Ölüm grubu olarak adlandırılan C Grubu’ndaki tüm maçlarını farklı kazanarak tüm otoritelerin bir numaralı favorisi haline gelen Hollanda, Hollandalı teknik adam Guus Hiddink’in çalıştırdığı Rusya’ya uzatmalarda 3-1 yenilerek şampiyonaya çeyrek finalde veda etti ve herkesi şaşırttı.

Son Avrupa şampiyonu Yunanistan, İspanya’nın lider, Rusya’nın ikinci sırada tamamladığı D Grubu’ndaki üç maçını da kaybetti ve şampiyonayı ‘0’ puanla tamamladı. Yunanistan’ın tek tesellisi, İspanya’ya attıkları tek golle, şampiyonadan hiç olmazsa ‘şeref golü’ ile ayrılmak oldu.

A Grubu’nu Portekiz, B Grubu’nu Hırvatistan, C Grubu’nu Hollanda, D Grubu’nu da İspanya lider bitirdi. İspanya’nın dışındaki grup birincileri çeyrek finalde elendi.
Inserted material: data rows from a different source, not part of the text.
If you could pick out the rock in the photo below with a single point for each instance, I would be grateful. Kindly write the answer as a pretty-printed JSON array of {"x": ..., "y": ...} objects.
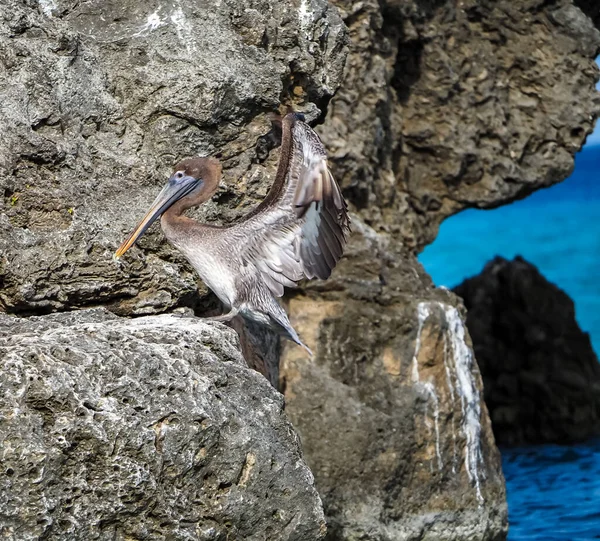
[
  {"x": 442, "y": 107},
  {"x": 99, "y": 100},
  {"x": 390, "y": 409},
  {"x": 549, "y": 392},
  {"x": 150, "y": 428},
  {"x": 446, "y": 106}
]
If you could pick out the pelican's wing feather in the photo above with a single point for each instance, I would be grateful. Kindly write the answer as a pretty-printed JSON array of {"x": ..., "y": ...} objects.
[{"x": 300, "y": 229}]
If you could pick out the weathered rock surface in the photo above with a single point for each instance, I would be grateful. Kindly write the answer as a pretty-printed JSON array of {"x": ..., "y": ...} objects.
[
  {"x": 390, "y": 410},
  {"x": 446, "y": 106},
  {"x": 99, "y": 99},
  {"x": 540, "y": 373},
  {"x": 150, "y": 428}
]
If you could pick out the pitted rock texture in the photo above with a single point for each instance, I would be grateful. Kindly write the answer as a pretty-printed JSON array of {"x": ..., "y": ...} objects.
[
  {"x": 98, "y": 101},
  {"x": 449, "y": 105},
  {"x": 151, "y": 428},
  {"x": 390, "y": 410},
  {"x": 541, "y": 375}
]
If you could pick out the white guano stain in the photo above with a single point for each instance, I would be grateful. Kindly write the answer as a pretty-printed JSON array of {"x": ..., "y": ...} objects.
[
  {"x": 470, "y": 400},
  {"x": 47, "y": 7},
  {"x": 183, "y": 29},
  {"x": 459, "y": 365},
  {"x": 152, "y": 23}
]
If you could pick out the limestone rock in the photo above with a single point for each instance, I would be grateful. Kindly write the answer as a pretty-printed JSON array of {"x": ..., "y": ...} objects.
[
  {"x": 540, "y": 373},
  {"x": 150, "y": 428},
  {"x": 390, "y": 410},
  {"x": 98, "y": 100}
]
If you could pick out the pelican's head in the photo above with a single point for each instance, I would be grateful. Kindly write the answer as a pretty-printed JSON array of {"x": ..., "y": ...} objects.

Neredeyse İspanyollar da eleniyordu. Normal süresi ve uzatma bölümleri 0-0 sona eren İtalya maçında yollarına ancak penaltı atışları ile devam edebildiler.

Euro 2008’in en yaşlı iki teknik adamı İspanyol Luis Aragones ve Alman Otto Rehhagel idi. Bu iki ‘dede’ teknik adam 70 yaşındaydı. F.Bahçe ile anlaşan Aragones’in İspanya’sı şampiyon olurken; Rehhagel’in Yunanistan’ı sıfır puanla sonuncu oldu. İspanya’yı 44 yıl aradan sonra Avrupa şampiyonu yapan Aragones, Avrupa Şampiyonası tarihinde kupa kaldıran en yaşlı teknik adam oldu.

Euro 2008 finalinde F.Bahçe’nin eski (Joachim Löw-Almanya) ve yeni (Aragones-İspanya) iki teknik adamı karşı karşıya geldi. Kazanan yeni teknik direktör oldu.

Santra bile yapılamadı!

Normal süre golsüz sona erdikten sonra Hırvatlar 119. dakikada 1-0 öne geçti. Kendilerini artık yarı finalde gören Hırvatlar sevinçten çılgına dönmüştü. Çok değil, saniyeler sonra, uzatmaların uzatmaları oynanırken, kaleci Rüştü’nün asistinde sahneye Semih çıktı. Hakem son düdüğü öttürmek için içinden üçe kadar sayarken, top Pletikosa’nın koruduğu kalenin doksanına asılmıştı. Santra yapılmadı bile.